Tuesday, December 14, 2010

The Ups and Downs of Groupon

Google was apparently ready to shell out between $5 and $6 billion for local coupon discounter Groupon. After weeks of negotiations, Groupon walked away  Groupon walks away from Google takeover talks. Why is Groupon so valuable? See below. 


But first, if you're not familiar with them (Groupon, not Google) they sell coupons at a discount - get $50 worth of product from a local retailer, restaurant, masseuse etc. for $25. Sounds like a pretty good deal, and is if you cash it in. Not such a great deal if it languishes in your coupon drawer and never gets used. 

It can be a good deal for the businesses, too - especially those coupons that never get used. 

A post at Talking Points Memo discusses the positives for the business using Groupon:

First, Groupon is not merely a way for local advertisers to attract new customers. The way Groupon works means it essentially serves as a form of short-term financing for small businesses. Once your deal on Groupon ends, Groupon sends you a check within a couple of weeks for your share of the sales of your deal (Groupon's cut is half, Surowiecki notes). Not only do you get that cash up front, but all you've actually sold is a coupon (think of it more like a gift certificate), so you get the benefit of the spread between the number of coupons sold and the number actually redeemed.
A businessman in DC whom I redeemed a Groupon with confided to me that his redemption rate was well below 50 percent. As he put it, any new customers you get is actually icing on top of the cake of short-term cash flow. That makes Groupon a lot more attractive to small businesses than traditional advertising vehicles.

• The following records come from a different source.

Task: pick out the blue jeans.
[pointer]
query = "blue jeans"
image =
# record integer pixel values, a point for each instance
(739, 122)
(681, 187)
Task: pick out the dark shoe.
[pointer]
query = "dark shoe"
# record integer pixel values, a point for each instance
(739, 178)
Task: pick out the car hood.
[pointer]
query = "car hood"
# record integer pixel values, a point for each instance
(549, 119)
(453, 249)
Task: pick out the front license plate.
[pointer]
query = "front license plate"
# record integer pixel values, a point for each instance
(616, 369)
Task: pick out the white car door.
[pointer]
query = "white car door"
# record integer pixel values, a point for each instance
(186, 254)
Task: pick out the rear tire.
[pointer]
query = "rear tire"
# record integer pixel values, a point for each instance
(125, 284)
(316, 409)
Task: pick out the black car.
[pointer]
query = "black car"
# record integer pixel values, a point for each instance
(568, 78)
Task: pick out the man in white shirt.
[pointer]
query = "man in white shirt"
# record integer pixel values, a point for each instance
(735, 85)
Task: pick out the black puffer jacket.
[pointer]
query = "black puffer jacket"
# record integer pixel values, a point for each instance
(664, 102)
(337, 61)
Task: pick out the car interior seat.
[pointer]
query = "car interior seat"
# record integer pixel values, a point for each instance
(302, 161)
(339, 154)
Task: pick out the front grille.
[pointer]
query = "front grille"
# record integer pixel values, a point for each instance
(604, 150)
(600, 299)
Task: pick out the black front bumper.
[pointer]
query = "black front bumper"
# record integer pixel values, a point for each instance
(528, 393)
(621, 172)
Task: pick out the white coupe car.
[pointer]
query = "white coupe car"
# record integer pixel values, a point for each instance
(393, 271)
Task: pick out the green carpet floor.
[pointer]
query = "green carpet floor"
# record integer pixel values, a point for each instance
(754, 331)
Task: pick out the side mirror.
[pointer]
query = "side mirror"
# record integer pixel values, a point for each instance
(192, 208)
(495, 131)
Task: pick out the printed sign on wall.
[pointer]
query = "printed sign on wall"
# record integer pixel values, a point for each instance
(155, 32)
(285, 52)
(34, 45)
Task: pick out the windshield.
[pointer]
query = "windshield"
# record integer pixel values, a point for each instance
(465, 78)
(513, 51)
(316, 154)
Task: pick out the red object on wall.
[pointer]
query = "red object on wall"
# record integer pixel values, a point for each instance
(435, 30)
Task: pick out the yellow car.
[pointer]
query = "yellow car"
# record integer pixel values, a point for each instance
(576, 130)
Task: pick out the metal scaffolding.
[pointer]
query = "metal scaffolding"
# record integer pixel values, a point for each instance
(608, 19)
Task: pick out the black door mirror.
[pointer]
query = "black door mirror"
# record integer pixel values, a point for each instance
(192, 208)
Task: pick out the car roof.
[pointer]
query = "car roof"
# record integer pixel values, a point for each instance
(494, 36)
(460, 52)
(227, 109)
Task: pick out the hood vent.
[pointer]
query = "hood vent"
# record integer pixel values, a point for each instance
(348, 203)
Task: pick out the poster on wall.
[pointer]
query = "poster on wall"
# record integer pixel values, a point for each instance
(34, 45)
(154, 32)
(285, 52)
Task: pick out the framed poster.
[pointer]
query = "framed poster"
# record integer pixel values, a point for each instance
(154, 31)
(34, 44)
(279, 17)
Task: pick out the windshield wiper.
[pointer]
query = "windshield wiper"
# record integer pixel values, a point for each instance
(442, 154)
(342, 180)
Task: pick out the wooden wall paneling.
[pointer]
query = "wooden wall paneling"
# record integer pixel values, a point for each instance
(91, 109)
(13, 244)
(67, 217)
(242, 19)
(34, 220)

Here's the TPM post: The Groupon Phenomenon and here's the referenced post from the The New Yorker, Groupon Clipping

Back in September Bistrolink discussed what can happen when all of the coupons are redeemed - and lots of them to boot!
...As you can see, 1565 of them were purchased. If the split was 50%, that means Groupon and The Foundry each made roughly $27,000 up front. This is probably nice for both parties, and many of these deals sell 2000-4000 units. One of the difficulties for the restaurant, though, is that they now must honor the Groupons that can be worth over $100,000. Even if their cost of goods and services is only 50% of the value, they are paying back a loan of $27K with $55K...

Google's Interest in Groupon

Groupon is a profitable company, but why was Google willing to pay about $6 BILLION dollars for it? The answer seems to be local advertising - that's where the advertising companies like Google, Facebook and their competitors expect much their revenue growth to occur in the not so far off future. 

As a business owner you'll have to figure out the best way for your business to take advantage of these advances in targeted, local advertising. But be careful not to sell too much at too large a discount despite the short term cash influx.